Yeah, that's not the first time I've heard it described like that, and I agree. However, I feel that despite it being a "one time experience," Frontier dropped the ball in their initial agreement to sign off on a "scientific exploratory" mission into an unknown area of the game, since it boiled down to a combat experience (which was initially bugged due to the area being a no-fire zone).
I'm a bit divided on the subject, because I do agree that at least they tried, but it's surprising that they were able to fuck it up so much.
Talk about a disconnect between developers and their community! And the fact that they published a news article about the mission failure eight hours before it actually happened in game is just the icing on the cake.
FWIW I've been getting messages from friends on steam absolutely exstatic over this. It's a bit frustrating, i get that, but it's an amazing interaction nonetheless. I've only actually seen people being salty about it on forums, but when i talk to people on discord and steam, it's almost an entirely different story.
It's not really an insult to players to give them a bit of a bait and switch IMO, especially when they've been given things in the past like colonia or whatever.
Also kind of irrelevant; but I've got a friend that is a huge star citizen nerd and got grumpy over the colonia thing, but after this ambush he's realizing that he might have pre-ordered the wrong horse and just got E:D and all the dlc. I get that this is only anecdotal, but I'd be remiss if I didn't just throw this out here since I'm actually confused where the outrage is coming from
The devs have always been pretty bad at listening to player feedback.
What really did it for me was when people were screaming about the slow and terrible flight model early on, and the devs refused to listen.
I'd be willing to bet the player counts would be much much higher if the actual act of flying were fun. Instead we get school bus simulator in space.
I'd have like a bajillion hours into that game if the flight model were something like Everspace.
Wow, weak. Weak that they intended to do that from the start, weak that they lead the players on, and weaker still that they leaked the article early, before the players kicked the event off. It would have been a huge opportunity to buy goodwill with their playerbase, but they decided that they'd much rather flip them the finger and hope they'd be happy with aliens.

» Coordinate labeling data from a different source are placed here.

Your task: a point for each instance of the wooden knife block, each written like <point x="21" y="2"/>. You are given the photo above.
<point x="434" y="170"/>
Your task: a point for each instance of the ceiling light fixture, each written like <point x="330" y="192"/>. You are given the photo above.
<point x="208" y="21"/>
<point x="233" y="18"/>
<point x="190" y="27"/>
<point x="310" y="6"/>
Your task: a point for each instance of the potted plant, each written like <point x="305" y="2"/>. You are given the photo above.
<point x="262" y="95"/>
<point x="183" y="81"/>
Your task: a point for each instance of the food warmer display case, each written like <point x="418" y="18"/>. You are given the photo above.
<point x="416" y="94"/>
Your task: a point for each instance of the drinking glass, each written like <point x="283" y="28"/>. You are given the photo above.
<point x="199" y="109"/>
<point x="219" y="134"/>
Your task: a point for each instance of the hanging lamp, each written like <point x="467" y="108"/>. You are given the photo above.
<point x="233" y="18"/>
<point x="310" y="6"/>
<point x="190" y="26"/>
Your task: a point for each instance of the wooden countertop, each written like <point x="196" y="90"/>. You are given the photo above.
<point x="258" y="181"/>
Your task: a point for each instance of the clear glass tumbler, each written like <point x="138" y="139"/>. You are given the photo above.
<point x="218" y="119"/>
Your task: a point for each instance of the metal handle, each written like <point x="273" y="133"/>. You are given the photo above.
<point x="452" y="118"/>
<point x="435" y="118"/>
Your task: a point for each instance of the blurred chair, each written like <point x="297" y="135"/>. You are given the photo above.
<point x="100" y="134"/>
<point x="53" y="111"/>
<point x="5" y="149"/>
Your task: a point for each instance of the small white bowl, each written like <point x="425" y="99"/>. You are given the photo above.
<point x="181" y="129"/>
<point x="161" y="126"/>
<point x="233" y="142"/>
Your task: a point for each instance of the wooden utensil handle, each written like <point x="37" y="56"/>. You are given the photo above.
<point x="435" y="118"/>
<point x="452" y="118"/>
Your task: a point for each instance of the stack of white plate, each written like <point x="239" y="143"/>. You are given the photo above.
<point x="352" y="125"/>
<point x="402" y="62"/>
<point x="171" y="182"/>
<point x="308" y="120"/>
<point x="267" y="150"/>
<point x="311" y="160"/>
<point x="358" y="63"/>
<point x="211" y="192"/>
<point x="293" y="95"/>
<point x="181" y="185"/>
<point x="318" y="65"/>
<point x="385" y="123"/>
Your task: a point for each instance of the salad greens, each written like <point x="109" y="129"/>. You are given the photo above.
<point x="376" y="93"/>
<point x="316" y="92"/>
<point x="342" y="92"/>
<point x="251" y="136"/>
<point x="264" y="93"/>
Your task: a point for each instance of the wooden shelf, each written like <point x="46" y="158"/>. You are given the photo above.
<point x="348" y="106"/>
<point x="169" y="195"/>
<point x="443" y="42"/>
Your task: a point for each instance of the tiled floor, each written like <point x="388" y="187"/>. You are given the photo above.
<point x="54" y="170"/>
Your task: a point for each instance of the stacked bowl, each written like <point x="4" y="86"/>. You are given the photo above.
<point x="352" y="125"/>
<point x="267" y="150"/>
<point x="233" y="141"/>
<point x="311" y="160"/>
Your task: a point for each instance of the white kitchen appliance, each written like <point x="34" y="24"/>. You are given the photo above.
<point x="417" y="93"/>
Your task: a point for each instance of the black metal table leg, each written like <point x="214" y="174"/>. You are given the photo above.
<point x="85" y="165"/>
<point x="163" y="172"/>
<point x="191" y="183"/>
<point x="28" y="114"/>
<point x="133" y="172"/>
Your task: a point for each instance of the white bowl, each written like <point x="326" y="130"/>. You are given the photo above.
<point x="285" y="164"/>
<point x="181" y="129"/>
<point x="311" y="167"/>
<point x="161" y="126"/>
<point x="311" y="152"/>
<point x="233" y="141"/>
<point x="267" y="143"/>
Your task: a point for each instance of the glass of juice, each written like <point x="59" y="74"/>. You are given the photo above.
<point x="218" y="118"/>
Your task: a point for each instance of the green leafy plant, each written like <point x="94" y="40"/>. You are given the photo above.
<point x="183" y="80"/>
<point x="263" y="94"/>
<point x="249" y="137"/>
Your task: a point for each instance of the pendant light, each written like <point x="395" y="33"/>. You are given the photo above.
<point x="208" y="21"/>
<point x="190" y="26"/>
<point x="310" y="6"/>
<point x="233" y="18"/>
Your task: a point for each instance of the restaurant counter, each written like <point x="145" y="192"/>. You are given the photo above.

From reddit, a player linked this No Man's Sky event that took place at the same time.
Obviously releasing the article 8 hours in advanced is a huge faux pas. I don't know how much time the developers would have had, but if "the cone" was an area that players were never meant to reach then it could have taken far longer for them to create something interesting than the time they had available. Creating a squadron of aliens is a lot easier and at least shows some attempt to play along with the community.
Granted, maybe they didn't set the players' expectations correctly. Players should have been told that nothing was out there, that they could try but they were likely not to succeed. I'm sure people would have still gone through with it and seen that the devs were honest.
What I don't understand is why the cone absolutely needs to be off limits. Why not just drop a random star system in there (or even better a hand designed actually interesting one) and then just have some other star system 'appear' on some commanders sensors when the story content is ready?